Three documents filed with the Federal Communications Commission ("FCC") set forth the applicable rates, terms and conditions governing the provision of service to JMC. These were: (1) the executed CTOF, (2) Contract Tariff No. 10344 ("Contract Tariff"), based on an illustrative contract tariff prepared by the parties for this agreement, and (3) ATT FCC Tariff No. 1 ("Tariff No. 1"), a tariff previously filed with the FCC by ATT and referred to in both the CTOF and the Contract Tariff. (Id.) The Contract Tariff also established a minimum annual revenue commitment ("MARC") to be satisfied by JMC through its purchases of ATT's service. (Id.)

JMC, following the execution of these documents, marketed and sold the service to end users through a card it named the "Rring Latitude" card. (Id. at 4.) JMC began selling the cards in September 1998, and soon developed concerns with the service provided by ATT. (Id.) JMC communicated various concerns to ATT. (Id.)

ATT sent JMC invoices for its service beginning in September 1998. (Id.) ATT received a payment of $400,000 on November 2, 1998, and received no other payments from JMC. (Id.)

ATT filed the complaint on June 4, 1999, alleging that JMC breached the Contract Tariff by incurring more than $2.3 million in ATT service and failing to pay $1.9 million in service charges. (Id. at 5.) ATT also alleged that JMC owed $5,624,249.80 in shortfall damages since JMC failed to meet its MARC for the first year of the contract. (Id.) JMC filed a second amended answer with counterclaims on July 30, 2003, alleging the following against ATT: (1) breach of contract; (2) breach of Tariff No. 1; (3) breach of the Contract Tariff; (4) fraud; (5) negligent misrepresentation; and (6) breach of the covenant of good faith and fair dealing. (Id.)

The Court granted summary judgment in ATT's favor on its claim against JMC, as well as on JMC's counterclaims, on December 29, 2004. (See 12-29-04 Ord. Judg.; 12-29-04 Mem.
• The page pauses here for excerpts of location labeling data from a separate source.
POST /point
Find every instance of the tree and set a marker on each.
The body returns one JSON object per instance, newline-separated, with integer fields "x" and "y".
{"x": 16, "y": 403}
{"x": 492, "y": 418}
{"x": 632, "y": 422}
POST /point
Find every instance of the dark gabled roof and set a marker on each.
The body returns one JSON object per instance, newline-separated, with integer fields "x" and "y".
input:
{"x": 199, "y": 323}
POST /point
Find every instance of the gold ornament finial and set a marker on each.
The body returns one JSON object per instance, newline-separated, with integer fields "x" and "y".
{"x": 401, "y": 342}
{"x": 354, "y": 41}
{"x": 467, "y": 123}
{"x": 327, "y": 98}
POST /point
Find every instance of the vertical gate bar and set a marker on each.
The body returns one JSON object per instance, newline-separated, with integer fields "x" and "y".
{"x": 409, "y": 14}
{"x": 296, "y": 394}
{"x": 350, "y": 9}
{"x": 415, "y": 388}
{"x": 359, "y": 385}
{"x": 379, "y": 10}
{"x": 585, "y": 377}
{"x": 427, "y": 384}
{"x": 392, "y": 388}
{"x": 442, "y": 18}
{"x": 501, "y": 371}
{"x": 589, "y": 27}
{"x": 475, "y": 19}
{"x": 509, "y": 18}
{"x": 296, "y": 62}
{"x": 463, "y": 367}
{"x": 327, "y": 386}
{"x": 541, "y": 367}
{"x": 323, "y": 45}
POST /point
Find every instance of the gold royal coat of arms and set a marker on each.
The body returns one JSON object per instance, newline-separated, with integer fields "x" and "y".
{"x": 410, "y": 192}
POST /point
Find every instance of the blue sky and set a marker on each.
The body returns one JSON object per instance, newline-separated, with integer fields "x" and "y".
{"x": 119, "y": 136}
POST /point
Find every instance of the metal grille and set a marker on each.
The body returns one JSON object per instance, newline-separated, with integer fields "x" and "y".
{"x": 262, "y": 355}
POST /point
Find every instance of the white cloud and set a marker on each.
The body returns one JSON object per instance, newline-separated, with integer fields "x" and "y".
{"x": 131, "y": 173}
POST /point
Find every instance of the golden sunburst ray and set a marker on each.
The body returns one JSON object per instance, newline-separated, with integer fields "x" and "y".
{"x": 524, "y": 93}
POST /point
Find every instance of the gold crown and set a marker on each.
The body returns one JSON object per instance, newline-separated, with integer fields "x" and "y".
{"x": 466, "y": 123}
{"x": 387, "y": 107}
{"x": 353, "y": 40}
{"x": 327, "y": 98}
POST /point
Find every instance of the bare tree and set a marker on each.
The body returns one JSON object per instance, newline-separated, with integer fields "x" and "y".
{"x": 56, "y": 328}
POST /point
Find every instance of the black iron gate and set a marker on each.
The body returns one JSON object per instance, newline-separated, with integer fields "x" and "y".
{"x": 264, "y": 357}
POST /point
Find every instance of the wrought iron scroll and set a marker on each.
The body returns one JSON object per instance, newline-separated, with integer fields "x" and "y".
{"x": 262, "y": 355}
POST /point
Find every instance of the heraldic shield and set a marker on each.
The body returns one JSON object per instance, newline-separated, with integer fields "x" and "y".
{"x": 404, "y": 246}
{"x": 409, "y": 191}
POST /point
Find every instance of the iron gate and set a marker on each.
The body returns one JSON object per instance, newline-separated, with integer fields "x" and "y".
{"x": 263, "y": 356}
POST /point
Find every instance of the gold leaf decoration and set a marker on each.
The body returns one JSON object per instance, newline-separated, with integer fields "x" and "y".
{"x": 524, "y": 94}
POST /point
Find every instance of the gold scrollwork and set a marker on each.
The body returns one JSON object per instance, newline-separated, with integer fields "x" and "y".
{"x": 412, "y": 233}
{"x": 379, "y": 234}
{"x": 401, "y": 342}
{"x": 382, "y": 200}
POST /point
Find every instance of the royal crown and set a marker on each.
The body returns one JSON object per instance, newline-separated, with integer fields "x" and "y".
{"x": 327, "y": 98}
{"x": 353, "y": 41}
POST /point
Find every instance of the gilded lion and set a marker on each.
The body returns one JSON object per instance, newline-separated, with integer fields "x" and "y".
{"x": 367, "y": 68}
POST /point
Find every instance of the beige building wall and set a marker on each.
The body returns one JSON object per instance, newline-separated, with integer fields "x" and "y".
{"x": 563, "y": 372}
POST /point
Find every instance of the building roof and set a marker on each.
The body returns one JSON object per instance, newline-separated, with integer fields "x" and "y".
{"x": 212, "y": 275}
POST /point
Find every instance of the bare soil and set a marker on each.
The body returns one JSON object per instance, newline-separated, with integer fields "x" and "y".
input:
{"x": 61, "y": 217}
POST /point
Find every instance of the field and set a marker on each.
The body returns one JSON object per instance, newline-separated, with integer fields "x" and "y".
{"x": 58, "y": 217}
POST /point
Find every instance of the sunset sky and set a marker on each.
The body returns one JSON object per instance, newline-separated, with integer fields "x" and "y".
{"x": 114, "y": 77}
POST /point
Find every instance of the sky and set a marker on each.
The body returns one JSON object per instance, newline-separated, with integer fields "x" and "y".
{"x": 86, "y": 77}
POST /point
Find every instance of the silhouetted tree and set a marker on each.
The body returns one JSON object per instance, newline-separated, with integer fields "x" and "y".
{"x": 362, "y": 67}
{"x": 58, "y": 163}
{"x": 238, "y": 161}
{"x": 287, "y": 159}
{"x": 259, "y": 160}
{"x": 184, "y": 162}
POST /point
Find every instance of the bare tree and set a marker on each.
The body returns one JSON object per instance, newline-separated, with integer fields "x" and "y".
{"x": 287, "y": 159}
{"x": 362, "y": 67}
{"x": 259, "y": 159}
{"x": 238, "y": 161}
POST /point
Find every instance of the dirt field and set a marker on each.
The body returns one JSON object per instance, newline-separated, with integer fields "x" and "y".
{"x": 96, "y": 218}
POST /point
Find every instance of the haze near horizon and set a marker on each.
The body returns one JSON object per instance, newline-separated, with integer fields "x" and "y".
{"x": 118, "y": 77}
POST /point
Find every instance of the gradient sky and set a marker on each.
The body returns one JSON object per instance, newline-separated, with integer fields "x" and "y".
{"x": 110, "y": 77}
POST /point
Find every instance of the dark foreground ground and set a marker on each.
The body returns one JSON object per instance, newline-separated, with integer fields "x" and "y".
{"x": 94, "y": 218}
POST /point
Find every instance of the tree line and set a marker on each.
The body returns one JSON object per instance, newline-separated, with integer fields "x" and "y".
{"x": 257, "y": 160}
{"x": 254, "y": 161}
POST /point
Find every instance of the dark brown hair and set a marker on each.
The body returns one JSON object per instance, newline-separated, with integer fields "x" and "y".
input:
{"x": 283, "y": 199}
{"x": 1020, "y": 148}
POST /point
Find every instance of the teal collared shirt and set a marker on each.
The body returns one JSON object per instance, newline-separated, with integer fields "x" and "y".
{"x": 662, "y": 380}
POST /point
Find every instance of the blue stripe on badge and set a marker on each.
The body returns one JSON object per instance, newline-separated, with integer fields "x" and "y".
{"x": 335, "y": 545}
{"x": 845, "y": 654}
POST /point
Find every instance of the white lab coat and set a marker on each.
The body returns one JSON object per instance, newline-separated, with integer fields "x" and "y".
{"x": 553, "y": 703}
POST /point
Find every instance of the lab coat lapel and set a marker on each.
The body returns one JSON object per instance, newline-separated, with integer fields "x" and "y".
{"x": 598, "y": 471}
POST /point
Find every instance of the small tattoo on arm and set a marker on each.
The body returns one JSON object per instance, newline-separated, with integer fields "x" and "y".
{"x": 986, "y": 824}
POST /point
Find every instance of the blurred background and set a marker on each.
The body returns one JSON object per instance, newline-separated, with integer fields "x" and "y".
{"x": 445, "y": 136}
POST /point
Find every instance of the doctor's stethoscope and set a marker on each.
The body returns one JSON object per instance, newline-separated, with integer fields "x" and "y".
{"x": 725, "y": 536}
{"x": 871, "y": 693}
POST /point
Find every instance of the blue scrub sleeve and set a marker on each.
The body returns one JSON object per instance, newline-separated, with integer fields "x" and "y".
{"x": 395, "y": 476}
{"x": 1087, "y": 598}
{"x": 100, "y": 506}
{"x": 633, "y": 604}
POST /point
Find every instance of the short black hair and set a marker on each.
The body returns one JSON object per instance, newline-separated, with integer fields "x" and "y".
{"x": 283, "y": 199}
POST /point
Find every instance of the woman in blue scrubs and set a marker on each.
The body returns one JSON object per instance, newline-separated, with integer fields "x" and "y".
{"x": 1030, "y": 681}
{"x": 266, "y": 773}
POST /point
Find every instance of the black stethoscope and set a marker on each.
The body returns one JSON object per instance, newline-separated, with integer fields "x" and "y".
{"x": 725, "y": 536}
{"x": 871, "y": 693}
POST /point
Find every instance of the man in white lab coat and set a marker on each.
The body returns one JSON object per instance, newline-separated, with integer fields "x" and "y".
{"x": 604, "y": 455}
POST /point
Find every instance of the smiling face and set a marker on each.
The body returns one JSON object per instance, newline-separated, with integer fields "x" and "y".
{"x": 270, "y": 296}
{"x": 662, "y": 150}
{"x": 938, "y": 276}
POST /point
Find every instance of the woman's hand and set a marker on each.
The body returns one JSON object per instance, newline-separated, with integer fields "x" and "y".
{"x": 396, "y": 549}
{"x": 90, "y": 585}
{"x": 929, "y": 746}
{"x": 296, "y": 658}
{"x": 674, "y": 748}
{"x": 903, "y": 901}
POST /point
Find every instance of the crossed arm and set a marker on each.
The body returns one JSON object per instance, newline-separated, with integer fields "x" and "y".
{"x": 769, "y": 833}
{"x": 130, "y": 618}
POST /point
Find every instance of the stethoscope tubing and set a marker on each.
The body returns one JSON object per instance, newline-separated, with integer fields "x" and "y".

Op.) We entered judgment in favor of ATT in the amount of $10,743,885.68. (12-29-04 Ord. Judg.)

ATT moved for attorneys' fees and expenses on January 28, 2005. (Notice of Mot.) ATT requests attorneys' fees and expenses in the amount of $1,119,175.69. (Aff. of Richard Brown filed 1-28-05 ("Brown Aff.").) This represents: (1) $573,743.93 in attorneys' fees and $195,627.57 in expenses paid to the law firm of Pitney, Hardin LLP ("Pitney Hardin"); (2) $196,948.99 in attorneys' fees and $9,425.29 in expenses paid to the law firm of Sidley, Austin, Brown Wood, LLP ("Sidley Austin"); and (3) $143,429.91 in expenses paid directly by ATT to two experts, FTI Consulting and Economics and Technology, Inc.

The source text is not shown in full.